Loudoun Chairwoman Phyllis J. Randall (D-At Large) said the county is strong, but pointed out shortfalls in mental health funding, county nonprofit support, and firefighter pay in a first-of-its-kind State of the County Address on Wednesday night.
“With the scourge of opiates and other equally harmful and deadly substances, our substance abuse staff has to work at peak capacity just to keep up with the growing demand,” said Randall, herself a mental health professional. “In addition, they have to contend with the lack of available inpatient treatment programs to which they can refer clients.”
She pointed out the high vacancy rates in county mental health positions, exacerbated by challenges with compensation and competition from surrounding jurisdictions and the private industry.
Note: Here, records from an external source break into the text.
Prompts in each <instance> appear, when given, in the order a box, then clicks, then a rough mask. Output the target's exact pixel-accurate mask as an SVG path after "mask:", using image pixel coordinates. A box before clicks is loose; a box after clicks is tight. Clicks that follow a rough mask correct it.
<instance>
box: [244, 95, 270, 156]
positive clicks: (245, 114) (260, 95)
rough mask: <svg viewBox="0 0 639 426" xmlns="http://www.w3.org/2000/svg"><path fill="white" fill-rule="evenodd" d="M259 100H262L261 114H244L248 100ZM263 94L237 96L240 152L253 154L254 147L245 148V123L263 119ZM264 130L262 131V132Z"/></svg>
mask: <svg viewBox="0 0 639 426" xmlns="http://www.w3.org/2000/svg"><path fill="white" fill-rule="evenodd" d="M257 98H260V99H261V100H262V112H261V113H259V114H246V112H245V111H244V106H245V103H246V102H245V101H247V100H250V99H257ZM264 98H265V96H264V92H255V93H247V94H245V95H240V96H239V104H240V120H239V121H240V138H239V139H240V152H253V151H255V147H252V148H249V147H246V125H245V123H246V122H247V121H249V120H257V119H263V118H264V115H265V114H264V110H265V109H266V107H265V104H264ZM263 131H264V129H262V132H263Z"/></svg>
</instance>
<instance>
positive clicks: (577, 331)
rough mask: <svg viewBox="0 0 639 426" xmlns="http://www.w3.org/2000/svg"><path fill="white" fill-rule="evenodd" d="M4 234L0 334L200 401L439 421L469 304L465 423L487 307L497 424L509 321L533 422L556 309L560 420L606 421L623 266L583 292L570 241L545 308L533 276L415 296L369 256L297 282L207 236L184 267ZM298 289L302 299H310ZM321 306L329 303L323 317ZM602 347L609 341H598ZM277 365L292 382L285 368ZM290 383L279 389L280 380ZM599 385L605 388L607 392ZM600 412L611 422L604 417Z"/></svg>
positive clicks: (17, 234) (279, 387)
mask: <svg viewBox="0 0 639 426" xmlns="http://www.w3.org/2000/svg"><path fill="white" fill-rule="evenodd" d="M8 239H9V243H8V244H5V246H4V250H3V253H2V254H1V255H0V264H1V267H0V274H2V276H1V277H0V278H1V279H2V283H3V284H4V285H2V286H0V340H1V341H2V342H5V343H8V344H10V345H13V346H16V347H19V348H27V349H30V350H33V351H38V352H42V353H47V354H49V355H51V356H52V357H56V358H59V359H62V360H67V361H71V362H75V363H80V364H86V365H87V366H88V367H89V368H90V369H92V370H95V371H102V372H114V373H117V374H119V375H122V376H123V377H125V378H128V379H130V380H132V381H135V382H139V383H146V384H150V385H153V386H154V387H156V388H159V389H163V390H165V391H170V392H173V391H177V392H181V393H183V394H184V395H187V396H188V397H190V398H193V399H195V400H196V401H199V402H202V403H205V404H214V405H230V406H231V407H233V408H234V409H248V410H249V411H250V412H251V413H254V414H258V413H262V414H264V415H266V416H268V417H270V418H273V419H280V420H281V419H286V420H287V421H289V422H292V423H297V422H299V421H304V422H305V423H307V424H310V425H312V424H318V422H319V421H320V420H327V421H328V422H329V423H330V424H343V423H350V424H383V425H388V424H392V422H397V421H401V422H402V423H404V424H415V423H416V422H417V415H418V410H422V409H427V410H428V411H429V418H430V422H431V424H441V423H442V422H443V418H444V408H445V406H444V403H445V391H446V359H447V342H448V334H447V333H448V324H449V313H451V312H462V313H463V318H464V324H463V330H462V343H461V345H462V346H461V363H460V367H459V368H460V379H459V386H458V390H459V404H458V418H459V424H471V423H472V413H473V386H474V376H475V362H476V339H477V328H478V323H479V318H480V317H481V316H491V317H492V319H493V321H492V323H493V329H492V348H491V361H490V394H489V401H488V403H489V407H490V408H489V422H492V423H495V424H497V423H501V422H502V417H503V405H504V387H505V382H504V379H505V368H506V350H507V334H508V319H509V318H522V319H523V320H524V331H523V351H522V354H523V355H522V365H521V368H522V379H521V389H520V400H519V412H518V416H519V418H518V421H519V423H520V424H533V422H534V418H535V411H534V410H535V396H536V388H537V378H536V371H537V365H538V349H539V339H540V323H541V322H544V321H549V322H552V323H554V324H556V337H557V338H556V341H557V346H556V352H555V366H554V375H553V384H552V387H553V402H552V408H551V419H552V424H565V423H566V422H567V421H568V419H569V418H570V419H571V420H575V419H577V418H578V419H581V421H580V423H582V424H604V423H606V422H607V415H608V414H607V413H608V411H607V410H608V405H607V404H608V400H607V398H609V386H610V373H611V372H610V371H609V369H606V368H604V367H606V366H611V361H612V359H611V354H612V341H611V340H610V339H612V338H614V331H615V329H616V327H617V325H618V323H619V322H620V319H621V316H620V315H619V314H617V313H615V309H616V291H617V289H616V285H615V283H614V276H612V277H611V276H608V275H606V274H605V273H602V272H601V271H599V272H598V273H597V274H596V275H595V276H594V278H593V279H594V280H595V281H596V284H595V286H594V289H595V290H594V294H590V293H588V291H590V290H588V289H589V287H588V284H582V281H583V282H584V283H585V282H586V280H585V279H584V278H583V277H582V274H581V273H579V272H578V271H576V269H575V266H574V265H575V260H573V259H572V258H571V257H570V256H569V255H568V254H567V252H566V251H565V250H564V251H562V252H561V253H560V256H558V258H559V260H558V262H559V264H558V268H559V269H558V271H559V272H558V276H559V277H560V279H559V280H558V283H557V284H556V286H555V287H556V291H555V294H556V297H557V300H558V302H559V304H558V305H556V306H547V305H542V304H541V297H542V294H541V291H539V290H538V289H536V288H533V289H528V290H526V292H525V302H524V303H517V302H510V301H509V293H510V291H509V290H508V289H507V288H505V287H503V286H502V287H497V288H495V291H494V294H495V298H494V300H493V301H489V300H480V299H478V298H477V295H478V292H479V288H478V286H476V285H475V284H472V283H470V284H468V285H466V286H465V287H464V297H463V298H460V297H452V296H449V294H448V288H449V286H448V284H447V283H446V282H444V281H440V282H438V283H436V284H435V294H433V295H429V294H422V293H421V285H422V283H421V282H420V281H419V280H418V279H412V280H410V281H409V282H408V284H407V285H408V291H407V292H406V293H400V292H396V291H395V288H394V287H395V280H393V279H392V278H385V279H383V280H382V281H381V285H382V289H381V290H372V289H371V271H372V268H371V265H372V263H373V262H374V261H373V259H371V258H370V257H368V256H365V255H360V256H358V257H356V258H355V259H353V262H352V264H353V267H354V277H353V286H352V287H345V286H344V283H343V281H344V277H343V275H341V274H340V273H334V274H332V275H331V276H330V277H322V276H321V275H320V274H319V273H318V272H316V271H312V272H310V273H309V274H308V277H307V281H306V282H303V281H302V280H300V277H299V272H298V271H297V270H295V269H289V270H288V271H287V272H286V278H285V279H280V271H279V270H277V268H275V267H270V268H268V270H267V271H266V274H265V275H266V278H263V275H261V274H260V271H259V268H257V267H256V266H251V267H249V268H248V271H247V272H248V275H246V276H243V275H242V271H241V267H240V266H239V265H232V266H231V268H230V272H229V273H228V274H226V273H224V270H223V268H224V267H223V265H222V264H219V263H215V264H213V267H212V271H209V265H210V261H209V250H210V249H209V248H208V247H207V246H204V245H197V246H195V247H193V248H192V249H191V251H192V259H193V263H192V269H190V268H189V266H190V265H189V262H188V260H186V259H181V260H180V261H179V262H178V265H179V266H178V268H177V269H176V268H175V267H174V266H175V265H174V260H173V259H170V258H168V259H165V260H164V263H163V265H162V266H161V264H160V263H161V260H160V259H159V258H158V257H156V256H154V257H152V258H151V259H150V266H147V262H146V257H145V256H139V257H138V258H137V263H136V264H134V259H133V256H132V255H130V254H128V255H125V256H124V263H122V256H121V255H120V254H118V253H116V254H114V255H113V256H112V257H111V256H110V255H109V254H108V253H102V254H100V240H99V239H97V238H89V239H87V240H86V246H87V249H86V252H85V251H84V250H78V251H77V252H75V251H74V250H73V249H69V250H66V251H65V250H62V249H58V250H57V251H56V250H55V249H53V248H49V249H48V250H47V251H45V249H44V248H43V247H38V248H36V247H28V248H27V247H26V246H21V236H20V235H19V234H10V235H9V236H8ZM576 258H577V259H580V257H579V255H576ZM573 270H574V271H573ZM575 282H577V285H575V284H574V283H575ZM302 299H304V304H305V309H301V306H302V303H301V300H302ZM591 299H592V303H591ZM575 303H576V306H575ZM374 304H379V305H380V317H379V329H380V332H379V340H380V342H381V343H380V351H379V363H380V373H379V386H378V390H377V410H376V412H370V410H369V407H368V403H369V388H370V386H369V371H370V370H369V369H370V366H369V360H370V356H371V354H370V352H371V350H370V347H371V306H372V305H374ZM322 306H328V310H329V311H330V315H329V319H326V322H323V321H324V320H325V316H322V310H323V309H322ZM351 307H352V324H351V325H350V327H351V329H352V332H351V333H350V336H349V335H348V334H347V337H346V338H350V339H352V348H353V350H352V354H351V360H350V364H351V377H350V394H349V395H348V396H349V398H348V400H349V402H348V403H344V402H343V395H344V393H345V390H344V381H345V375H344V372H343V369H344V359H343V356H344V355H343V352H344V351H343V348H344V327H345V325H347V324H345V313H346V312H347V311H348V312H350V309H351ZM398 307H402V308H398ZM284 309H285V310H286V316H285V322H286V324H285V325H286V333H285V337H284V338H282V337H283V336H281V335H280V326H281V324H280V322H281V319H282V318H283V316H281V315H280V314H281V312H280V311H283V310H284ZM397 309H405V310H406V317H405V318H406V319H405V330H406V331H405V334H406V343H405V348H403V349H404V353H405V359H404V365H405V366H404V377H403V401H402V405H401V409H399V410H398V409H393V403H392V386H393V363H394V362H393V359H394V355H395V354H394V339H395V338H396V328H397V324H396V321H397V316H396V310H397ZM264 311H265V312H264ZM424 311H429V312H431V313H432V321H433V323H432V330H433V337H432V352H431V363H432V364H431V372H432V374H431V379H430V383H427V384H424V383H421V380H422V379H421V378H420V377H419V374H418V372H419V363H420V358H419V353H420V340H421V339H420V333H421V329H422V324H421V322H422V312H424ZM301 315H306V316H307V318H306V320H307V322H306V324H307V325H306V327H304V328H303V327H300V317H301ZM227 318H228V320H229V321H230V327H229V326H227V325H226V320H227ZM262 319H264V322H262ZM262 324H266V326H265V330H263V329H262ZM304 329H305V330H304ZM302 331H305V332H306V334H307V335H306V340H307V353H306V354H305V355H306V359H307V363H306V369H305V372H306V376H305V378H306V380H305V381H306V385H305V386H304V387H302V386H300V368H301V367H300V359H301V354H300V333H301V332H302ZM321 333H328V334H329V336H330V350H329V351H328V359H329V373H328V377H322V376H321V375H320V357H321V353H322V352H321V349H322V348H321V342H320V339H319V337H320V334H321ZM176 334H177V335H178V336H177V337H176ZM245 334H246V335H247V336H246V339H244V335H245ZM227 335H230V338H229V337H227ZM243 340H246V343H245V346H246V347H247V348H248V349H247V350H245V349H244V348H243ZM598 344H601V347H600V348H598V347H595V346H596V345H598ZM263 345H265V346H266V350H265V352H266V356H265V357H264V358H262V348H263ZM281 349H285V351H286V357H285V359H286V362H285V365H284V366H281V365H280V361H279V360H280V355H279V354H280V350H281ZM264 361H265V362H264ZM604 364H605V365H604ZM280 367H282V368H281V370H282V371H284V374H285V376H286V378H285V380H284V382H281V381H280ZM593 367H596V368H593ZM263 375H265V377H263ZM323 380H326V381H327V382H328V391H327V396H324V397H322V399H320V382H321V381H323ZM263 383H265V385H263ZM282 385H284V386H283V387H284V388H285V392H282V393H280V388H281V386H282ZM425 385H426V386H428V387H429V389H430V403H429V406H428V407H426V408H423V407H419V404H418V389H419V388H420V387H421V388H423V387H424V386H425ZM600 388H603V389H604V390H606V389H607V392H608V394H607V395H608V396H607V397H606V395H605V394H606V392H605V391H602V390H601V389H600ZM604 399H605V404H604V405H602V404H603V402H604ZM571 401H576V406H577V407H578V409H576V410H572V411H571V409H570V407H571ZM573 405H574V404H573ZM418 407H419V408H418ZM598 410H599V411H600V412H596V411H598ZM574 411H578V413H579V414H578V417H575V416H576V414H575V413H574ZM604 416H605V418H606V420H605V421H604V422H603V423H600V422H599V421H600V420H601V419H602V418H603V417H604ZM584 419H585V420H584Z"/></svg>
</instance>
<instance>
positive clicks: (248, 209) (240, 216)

Randall also called on the county to provide more support for its nonprofits.
“Our partners in the community often bridge gaps in services and are vital resources for all of us,” Randall said. “Loudoun’s nonprofit community, for example, fills in the gap for our most at risk and our most at need.”
She said the county’s nonprofits are “sorely underfunded,” with giving down to less than three dollars per Loudoun resident across 35 nonprofits in 2015. She said that although county government has adjusted its giving for inflation, it has not adjusted for population growth.
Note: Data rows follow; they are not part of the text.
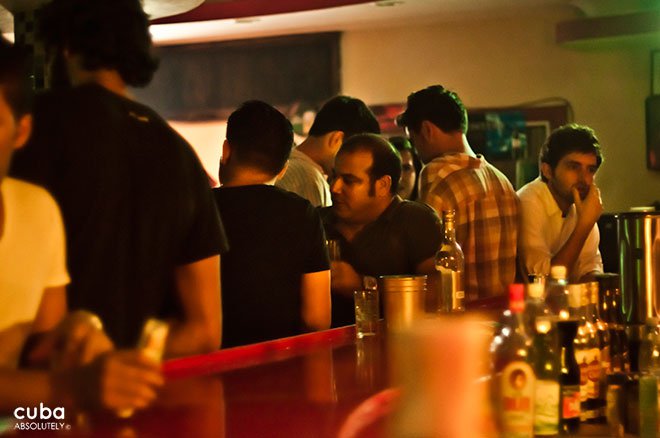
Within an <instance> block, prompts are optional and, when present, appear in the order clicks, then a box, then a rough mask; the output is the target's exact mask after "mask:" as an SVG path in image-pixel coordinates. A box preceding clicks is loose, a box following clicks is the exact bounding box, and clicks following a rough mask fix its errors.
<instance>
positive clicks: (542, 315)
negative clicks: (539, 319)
mask: <svg viewBox="0 0 660 438" xmlns="http://www.w3.org/2000/svg"><path fill="white" fill-rule="evenodd" d="M543 289H544V288H543V285H542V284H541V283H529V284H528V285H527V299H526V300H525V312H524V313H523V319H524V321H525V328H526V329H527V333H528V334H529V335H530V336H532V337H533V336H534V335H535V332H536V319H537V318H539V317H546V318H548V317H550V316H552V315H553V314H552V312H551V311H550V308H549V307H548V305H547V304H546V303H545V300H544V299H543V292H544V290H543Z"/></svg>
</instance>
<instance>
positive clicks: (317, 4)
mask: <svg viewBox="0 0 660 438" xmlns="http://www.w3.org/2000/svg"><path fill="white" fill-rule="evenodd" d="M371 1H373V0H277V1H273V0H228V1H219V2H213V3H209V2H208V1H207V2H205V3H203V4H201V5H200V6H198V7H196V8H195V9H192V10H190V11H188V12H185V13H183V14H178V15H173V16H170V17H163V18H159V19H157V20H153V21H152V23H153V24H166V23H184V22H190V21H208V20H222V19H225V18H243V17H256V16H260V15H272V14H284V13H287V12H301V11H312V10H317V9H326V8H333V7H337V6H348V5H356V4H360V3H370V2H371Z"/></svg>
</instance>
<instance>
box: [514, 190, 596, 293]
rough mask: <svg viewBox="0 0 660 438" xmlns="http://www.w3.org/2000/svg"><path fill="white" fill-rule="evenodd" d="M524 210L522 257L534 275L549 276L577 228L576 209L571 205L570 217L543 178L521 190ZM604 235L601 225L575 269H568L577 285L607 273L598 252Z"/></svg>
mask: <svg viewBox="0 0 660 438" xmlns="http://www.w3.org/2000/svg"><path fill="white" fill-rule="evenodd" d="M518 197H519V198H520V206H521V217H520V221H521V226H520V233H519V237H518V254H519V256H520V257H521V258H522V260H523V261H524V264H525V267H526V268H527V272H529V273H530V274H532V273H534V274H546V275H547V274H549V273H550V260H551V259H552V257H553V256H554V255H555V254H557V252H559V250H560V249H561V248H562V247H563V246H564V244H566V241H567V240H568V238H569V237H570V236H571V233H573V230H574V229H575V225H576V224H577V213H576V211H575V205H571V208H570V209H569V210H568V213H567V214H566V217H562V211H561V210H560V209H559V206H558V205H557V201H555V198H554V197H553V196H552V193H550V189H549V188H548V185H547V184H546V183H544V182H543V181H542V180H541V178H540V177H539V178H537V179H535V180H534V181H532V182H530V183H529V184H526V185H525V186H524V187H522V188H521V189H520V190H518ZM599 241H600V233H599V231H598V224H594V227H593V228H592V229H591V231H590V232H589V236H588V237H587V240H586V241H585V242H584V246H583V247H582V251H580V254H579V256H578V258H577V261H576V262H575V266H572V267H570V266H569V267H567V268H568V271H569V272H570V276H569V280H571V281H577V280H578V279H579V278H580V277H582V276H583V275H585V274H588V273H589V272H592V271H600V272H602V271H603V260H602V258H601V256H600V251H599V250H598V242H599Z"/></svg>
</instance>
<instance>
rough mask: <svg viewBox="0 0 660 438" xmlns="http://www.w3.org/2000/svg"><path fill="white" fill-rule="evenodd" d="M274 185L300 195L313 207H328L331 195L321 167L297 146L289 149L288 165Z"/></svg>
mask: <svg viewBox="0 0 660 438" xmlns="http://www.w3.org/2000/svg"><path fill="white" fill-rule="evenodd" d="M275 186H276V187H279V188H281V189H283V190H287V191H289V192H293V193H295V194H297V195H298V196H302V197H303V198H305V199H307V200H308V201H309V202H311V203H312V205H313V206H314V207H330V206H331V205H332V195H331V194H330V185H329V184H328V181H327V180H326V176H325V174H324V173H323V168H321V166H319V165H318V164H316V163H315V162H314V161H313V160H312V159H311V158H309V157H308V156H307V155H306V154H305V153H304V152H300V151H299V150H298V149H297V148H294V149H293V150H292V151H291V156H290V157H289V167H287V169H286V172H285V173H284V176H282V178H281V179H280V180H278V181H276V182H275Z"/></svg>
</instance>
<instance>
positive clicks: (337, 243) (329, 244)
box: [325, 239, 341, 262]
mask: <svg viewBox="0 0 660 438" xmlns="http://www.w3.org/2000/svg"><path fill="white" fill-rule="evenodd" d="M325 243H326V244H327V245H328V256H329V257H330V261H331V262H335V261H340V260H341V250H340V246H339V240H337V239H328V240H326V241H325Z"/></svg>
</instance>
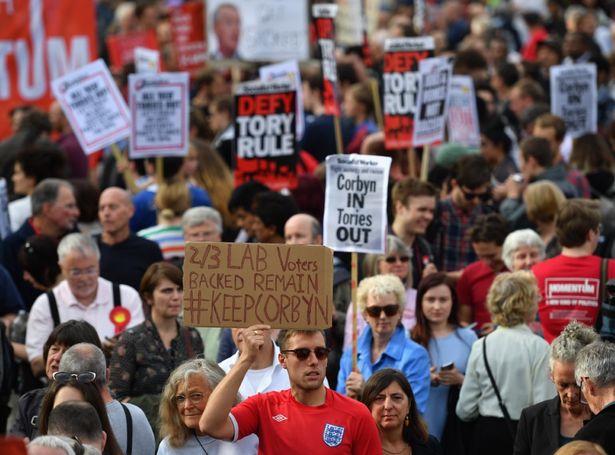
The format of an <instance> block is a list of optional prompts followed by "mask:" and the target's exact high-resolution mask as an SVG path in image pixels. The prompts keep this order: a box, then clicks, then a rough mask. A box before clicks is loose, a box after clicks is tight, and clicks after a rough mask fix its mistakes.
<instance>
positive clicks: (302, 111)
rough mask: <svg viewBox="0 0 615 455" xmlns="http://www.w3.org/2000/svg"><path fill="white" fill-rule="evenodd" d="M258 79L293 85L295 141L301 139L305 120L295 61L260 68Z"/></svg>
mask: <svg viewBox="0 0 615 455" xmlns="http://www.w3.org/2000/svg"><path fill="white" fill-rule="evenodd" d="M258 74H259V77H260V78H261V79H262V80H264V81H274V80H278V79H290V80H291V82H293V83H294V84H295V91H296V92H297V103H296V104H297V111H296V115H297V117H296V118H297V140H300V139H301V138H302V137H303V130H304V129H305V120H304V118H303V117H304V116H303V95H302V91H303V88H302V86H301V71H300V70H299V62H297V60H288V61H286V62H280V63H274V64H273V65H266V66H261V67H260V68H259V70H258Z"/></svg>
Randall said Loudoun’s 446 career firefighters are paid much less than other D.C. Metro-area departments.
“Because of this, new firefighters who are trained in Loudoun often leave and take with them their training and potential,” Randall said.
“It’s not a recruitment problem; it’s a retention problem,” agreed Combined Fire-Rescue System Assistant Chief Matt Tobia after the speech. “We’ve always been very successful in recruitment.”
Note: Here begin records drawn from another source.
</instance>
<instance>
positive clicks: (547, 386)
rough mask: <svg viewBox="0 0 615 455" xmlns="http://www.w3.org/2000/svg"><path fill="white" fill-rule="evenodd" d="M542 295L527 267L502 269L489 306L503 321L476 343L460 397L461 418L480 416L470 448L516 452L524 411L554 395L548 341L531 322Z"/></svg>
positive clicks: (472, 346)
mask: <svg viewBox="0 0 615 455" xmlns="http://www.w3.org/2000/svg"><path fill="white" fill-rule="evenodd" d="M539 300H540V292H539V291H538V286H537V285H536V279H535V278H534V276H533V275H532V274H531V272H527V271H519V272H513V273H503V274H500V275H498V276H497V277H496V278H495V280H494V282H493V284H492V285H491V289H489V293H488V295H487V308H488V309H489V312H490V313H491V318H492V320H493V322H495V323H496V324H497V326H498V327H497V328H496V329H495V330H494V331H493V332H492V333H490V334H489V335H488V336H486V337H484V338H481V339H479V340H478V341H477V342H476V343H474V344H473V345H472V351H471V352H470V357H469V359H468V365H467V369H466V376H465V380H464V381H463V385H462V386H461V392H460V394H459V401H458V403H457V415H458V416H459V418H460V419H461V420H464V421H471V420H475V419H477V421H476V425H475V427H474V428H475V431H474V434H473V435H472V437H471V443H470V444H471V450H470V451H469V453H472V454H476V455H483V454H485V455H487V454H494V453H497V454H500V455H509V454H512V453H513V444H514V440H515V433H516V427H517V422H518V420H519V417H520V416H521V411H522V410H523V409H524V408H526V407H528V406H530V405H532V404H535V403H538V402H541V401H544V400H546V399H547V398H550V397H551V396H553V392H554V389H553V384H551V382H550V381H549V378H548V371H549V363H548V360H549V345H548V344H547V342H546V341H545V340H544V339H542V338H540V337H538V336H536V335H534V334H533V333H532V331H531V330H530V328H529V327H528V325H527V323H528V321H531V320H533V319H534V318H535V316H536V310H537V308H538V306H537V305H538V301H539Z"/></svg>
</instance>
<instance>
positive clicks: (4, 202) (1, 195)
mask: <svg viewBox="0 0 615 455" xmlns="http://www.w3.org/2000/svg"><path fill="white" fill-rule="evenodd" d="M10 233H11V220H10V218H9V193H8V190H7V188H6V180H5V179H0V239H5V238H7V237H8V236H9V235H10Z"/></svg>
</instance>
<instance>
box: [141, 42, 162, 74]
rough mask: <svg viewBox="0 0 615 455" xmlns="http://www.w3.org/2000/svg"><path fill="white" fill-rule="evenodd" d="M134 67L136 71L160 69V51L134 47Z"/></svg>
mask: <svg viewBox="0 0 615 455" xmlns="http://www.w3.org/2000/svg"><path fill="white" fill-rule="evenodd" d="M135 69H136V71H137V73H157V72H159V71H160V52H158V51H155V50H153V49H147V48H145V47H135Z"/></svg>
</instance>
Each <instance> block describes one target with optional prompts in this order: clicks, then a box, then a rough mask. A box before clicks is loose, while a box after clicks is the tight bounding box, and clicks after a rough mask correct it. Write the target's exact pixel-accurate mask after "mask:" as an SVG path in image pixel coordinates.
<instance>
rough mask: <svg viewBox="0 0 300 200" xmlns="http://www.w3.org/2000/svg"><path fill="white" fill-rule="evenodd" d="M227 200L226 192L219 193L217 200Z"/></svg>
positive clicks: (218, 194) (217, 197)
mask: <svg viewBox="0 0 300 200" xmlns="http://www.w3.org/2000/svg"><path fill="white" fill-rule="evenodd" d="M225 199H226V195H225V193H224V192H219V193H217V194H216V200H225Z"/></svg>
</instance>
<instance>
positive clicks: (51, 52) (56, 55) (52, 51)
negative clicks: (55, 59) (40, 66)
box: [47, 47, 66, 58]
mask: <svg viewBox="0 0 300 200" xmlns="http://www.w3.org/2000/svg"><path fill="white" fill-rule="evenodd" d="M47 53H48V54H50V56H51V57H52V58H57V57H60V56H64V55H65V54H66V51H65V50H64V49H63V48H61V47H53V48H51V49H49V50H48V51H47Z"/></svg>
But Randall also took the opportunity to celebrate the county’s successes, focusing on economic development, outward-facing county departments, and the county’s locally-involved residents. She told the packed boardroom about a young man who walked into a campaign event Randall held with Supervisor Koran T. Saines (D-Sterling) before last fall’s election.
“In the door walked this passionate young man who came up to me and said, ‘Mrs. Randall, my name is Corey Cox and I want to help.'”
Randall recalled Cox told her “we’re being ignored out here, and people are dying.” After her election, she appointed Cox to the Advisory Commission on Youth.
“What Corey teaches us is that people in Loudoun want to be involved, they want to participate in our county,” Randall said. “Yes, it is up to them to reach out, but when they do, it is up to us to reach back, to see them, to hear them, to pull them in.”
Randall celebrated the work done by the county’s law enforcement and first responders, its Department of Parks, Recreation and Community Services staff, and nongovernmental organizations such as Visit Loudoun, and Dulles Airport.
She encouraged Loudouners to get involved in this board’s largest project, a review of the county comprehensive plan, mentioning the community stakeholders group, online updates to work on the comprehensive plan, and plans for interactive public input meetings around the county.
“Please let it be known, this Board of Supervisors and this staff want to hear the opinions of residents as we take up the long and important task of rewriting our countywide Comprehensive Plan,” Randall said.
Introducing the speech, Supervisor Geary M. Higgins (R-Catoctin) said Randall’s work as chairwoman has been good for the board.
“She brings to this board, I think, a grace and a level of civility that we didn’t have last board,” Higgins said.
The event opened with a violin performance by Woodgrove High School senior Jordan Bartel, brother of Ryan Bartrel, whose death in 2014 prompted the creation of the Ryan Bartel Foundation, which seeks to reduce teenage suicide.
“Loudoun, we can only build on these success stories to make us stronger,” Randall said. “We are well positioned for a bright and strong future.”